Sunday, Feb. 23, 2014
Better than: Spending the night in jail.
"We were both born and raised a few blocks from here," said Two Gallants' Tyson Vogel between songs at the Independent last night. The club is celebrating its 10th anniversary with a run of shows this week, and the homegrown hard-roots-rock duo seemed especially pleased to be headlining one (which, like the others, was sold-out). The Sunday night energy was high, and at the start of the band's encore, Vogel noted that the city had been going through a lot of "upheaval and change" lately.

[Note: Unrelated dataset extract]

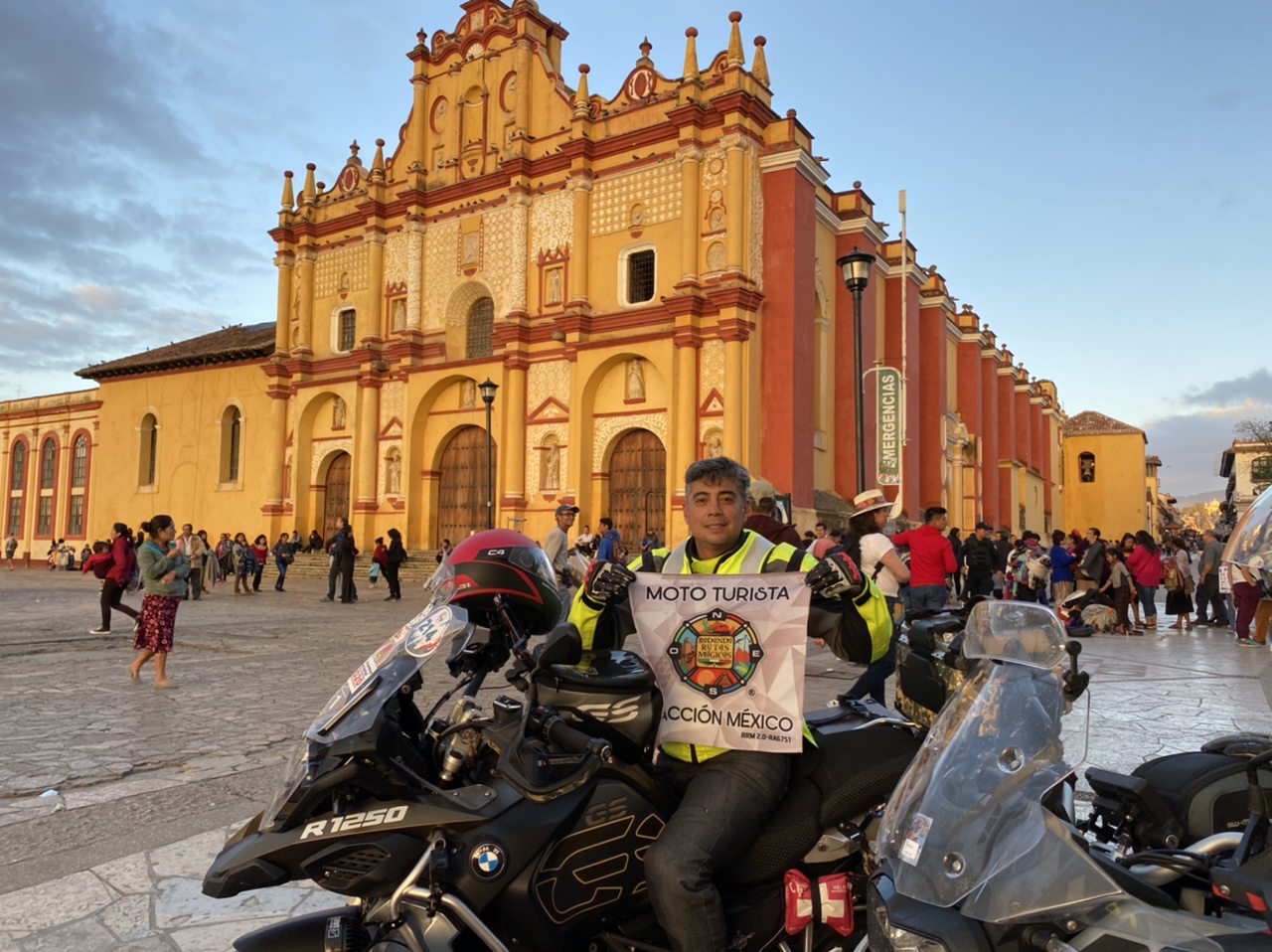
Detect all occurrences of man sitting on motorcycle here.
[569,457,881,952]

"It's important to keep S.F. what you want it to be," he said, with a note of sadness in his voice -- and then Two Gallants tiptoed into one of their most beloved songs, "Steady Rollin'." The tale of wandering and murder is a strange kind of hit, but then Two Gallants' specialize in sepia-tinted anguish. The crowd knew all the words and sang them loudly -- seeming relieved after a set that included new material the band has been recording. Adam Stephens sang the refrain, "I come from the old time baby," but last night, in the echoes of Vogel's comments, it was easy to mishear as "I come from the old town, baby" -- a version of San Francisco that fostered this ragged, unlikely success of a band and that increasingly doesn't exist.
Sentimentalities aside, Stephens and Vogel sounded as strong as ever -- utterly in control of a volatile mix of crystalline folk, blazing hard rock, and old-time blues. Vogel's drum sticks blurred as they flew from his main kit back to a timpani, and he traded them for other implements often. At one point, he even solicited an empty beer bottle from the audience to bang on. He's so voracious a drummer that he sometimes seems to be leading the band.

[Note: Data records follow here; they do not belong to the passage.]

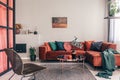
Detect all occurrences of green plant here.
[29,47,36,55]
[109,2,120,16]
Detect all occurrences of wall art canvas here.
[52,17,67,28]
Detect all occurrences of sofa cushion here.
[85,41,94,51]
[86,51,101,57]
[49,42,57,51]
[75,50,85,56]
[55,41,65,50]
[90,42,102,51]
[44,42,51,51]
[72,42,85,50]
[64,42,72,51]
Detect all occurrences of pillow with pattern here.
[90,41,102,51]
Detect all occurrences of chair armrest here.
[39,46,47,60]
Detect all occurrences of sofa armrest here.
[39,46,47,60]
[102,42,117,51]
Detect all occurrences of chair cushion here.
[49,42,57,51]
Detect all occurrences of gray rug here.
[30,63,96,80]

But Two Gallants wouldn't be Two Gallants without Stephens' exquisite wail -- a high, screechy tone ideally suited to conveying the loss and emptiness and doomed romance in his songs. He worked himself up into fits last night, sounding almost hoarse on, say, "Las Cruces Jail," and then returning to full, warm tones in a quiet song afterward, having done apparently no damage. Sometimes his singing got lost under the roar of his guitars -- having only two people in a band allows each to make a tremendous amount of noise -- but the various axes sounded so good we almost didn't mind.

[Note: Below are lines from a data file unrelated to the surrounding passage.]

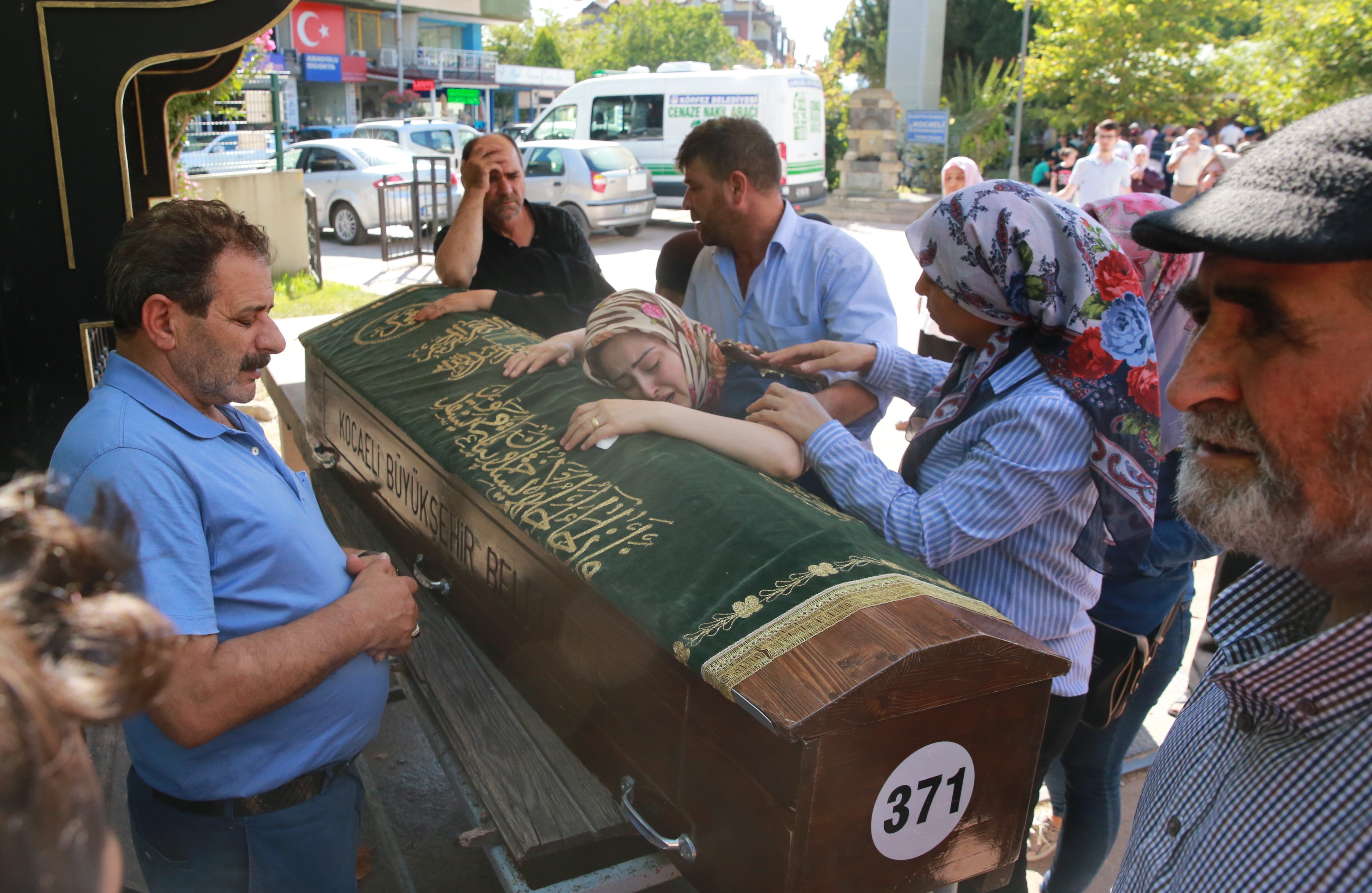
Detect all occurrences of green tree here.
[829,0,890,86]
[943,0,1040,82]
[524,26,563,69]
[1214,0,1372,126]
[1019,0,1255,123]
[944,59,1018,176]
[483,19,538,65]
[600,0,756,70]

The road to obscurity is paved with two-man blues rock duos, and the best one -- Jack White's -- is long gone. Watching Two Gallants last night, you got a sense of why this group has persisted on its own respectable level of success: There are no gimmicks. There is no ironic layer to Two Gallants. It is simply two men playing hard, sad music with all the energy and grit they can muster, and with nothing else to muddle their respective agilities, nothing to get in the way of the starkness of the stories their songs tell. In another context, those stories would seem fantastical, even outrageous -- and sometimes Stephens' death/jail/whiskey lyrics can come off as overwrought even in the fever of a live show. Mostly, though, you buy the anguish in Two Gallants songs -- there's plenty of firepower to convince you.